Potential Influence of Precision Medicine on Pediatric Rheumatic Diseases
Randy Cron, MD, PhD, director of the University of Alabama Birmingham (UAB’s) Division of Pediatric Rheumatology, Birmingham, Alabama, said currently most children are treated rather aggressively and he has seen a remarkable change in the last couple of years with rituximab. “It appears to help with lupus nephritis and other aspects of lupus as well,” he said in an interview with Rheumatology Advisor.
“Some kids have had their lupus completely going away and I have never seen that before. For me there is reason for optimism. I have been under impressed with some of the newer drugs that get a lot of attention, but rituximab seems to work for the proteinuria problem as well as other aspects of the nephritis.”

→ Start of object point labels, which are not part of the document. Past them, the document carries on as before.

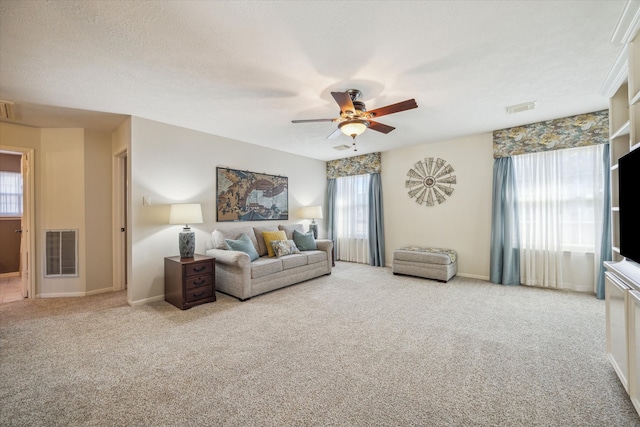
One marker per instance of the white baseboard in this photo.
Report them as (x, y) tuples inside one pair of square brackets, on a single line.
[(146, 301), (61, 295), (14, 274), (75, 294), (473, 276)]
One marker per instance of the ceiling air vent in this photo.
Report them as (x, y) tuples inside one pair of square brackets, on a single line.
[(519, 108), (6, 110)]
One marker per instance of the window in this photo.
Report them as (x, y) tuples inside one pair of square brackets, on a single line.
[(352, 218), (10, 194), (560, 198)]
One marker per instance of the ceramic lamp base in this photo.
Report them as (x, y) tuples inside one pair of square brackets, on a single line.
[(314, 227), (187, 243)]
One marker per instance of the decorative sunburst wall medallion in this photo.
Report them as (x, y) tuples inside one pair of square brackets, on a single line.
[(430, 180)]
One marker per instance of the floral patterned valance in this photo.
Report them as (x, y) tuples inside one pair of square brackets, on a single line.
[(358, 165), (575, 131)]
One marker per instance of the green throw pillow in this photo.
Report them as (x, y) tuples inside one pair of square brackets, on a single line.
[(243, 244), (305, 241), (284, 247)]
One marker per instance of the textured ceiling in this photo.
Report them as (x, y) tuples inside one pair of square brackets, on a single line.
[(245, 69)]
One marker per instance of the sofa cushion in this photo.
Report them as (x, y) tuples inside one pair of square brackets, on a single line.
[(316, 256), (219, 236), (288, 229), (264, 266), (305, 241), (284, 247), (244, 244), (294, 260), (269, 236), (262, 247)]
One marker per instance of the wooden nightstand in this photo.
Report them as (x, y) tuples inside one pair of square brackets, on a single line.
[(189, 281)]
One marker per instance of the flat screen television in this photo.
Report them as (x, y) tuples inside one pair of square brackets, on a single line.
[(629, 203)]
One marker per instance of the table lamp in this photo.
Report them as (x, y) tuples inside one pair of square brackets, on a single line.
[(186, 213)]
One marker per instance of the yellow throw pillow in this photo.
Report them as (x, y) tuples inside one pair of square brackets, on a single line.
[(273, 235)]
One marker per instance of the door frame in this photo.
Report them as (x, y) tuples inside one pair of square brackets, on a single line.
[(28, 239), (119, 215)]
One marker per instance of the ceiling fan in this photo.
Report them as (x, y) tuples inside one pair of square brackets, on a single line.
[(354, 117)]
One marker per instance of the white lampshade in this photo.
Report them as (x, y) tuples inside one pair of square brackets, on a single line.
[(186, 213), (353, 127), (312, 212)]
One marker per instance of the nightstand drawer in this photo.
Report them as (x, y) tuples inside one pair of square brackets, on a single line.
[(198, 281), (198, 268), (199, 293), (189, 281)]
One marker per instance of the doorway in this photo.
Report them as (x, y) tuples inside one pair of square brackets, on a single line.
[(18, 215), (120, 225)]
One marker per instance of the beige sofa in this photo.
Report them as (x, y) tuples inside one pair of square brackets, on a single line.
[(236, 275)]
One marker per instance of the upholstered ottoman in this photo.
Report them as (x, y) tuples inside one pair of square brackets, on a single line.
[(430, 263)]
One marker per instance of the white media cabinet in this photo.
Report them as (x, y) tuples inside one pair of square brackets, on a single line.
[(622, 278)]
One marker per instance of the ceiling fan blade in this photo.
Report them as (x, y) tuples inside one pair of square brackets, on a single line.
[(336, 133), (380, 127), (393, 108), (344, 101), (312, 120)]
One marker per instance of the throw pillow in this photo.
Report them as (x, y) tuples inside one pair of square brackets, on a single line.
[(288, 229), (269, 236), (305, 241), (257, 231), (284, 247), (243, 244)]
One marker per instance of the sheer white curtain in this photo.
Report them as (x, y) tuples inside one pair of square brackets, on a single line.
[(352, 218), (560, 206)]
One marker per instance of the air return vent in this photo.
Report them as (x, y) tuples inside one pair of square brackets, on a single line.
[(61, 254)]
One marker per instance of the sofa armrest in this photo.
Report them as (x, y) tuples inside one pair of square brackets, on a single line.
[(235, 258)]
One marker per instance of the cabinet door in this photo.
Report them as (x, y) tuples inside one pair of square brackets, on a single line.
[(616, 294), (634, 347)]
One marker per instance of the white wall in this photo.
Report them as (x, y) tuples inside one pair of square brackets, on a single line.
[(174, 165), (62, 203), (462, 222), (97, 197)]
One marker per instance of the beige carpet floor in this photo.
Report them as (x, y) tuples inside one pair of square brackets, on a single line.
[(360, 347)]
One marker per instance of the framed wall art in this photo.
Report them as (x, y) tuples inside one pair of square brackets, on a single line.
[(250, 196), (430, 181)]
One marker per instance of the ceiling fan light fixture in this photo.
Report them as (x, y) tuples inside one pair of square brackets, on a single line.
[(354, 127)]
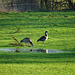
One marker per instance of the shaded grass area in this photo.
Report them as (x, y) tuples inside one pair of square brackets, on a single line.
[(28, 58), (60, 25), (35, 63)]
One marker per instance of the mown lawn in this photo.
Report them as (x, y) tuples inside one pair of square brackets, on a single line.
[(37, 64), (60, 25), (61, 28)]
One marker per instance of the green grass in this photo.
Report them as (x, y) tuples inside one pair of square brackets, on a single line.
[(37, 64), (33, 24)]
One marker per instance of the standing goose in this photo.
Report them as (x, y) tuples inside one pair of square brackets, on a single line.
[(27, 40), (43, 38)]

Precision medicine will be changing clinical practice significantly and maybe it is time to have all babies’ genomes sequenced at birth and assessed for risk and what medical therapies may be better than others. “It is a nice idea and I think we will get there at some point, but we have so much left to understand,” said Dr Cron.
- Raj P, Rai E, Song R, et al. Regulatory polymorphisms modulate the expression of HLA class II molecules and promote autoimmunity. eLife. 2016;5:e12089. doi:10.7554/eLife.12089
- Biesen R, Rose T, Hoyer BF, Alexander T, Hiepe F. Autoantibodies, complement and type I interferon as biomarkers for personalized medicine in SLE. Lupus. 2016;25(8):823-9.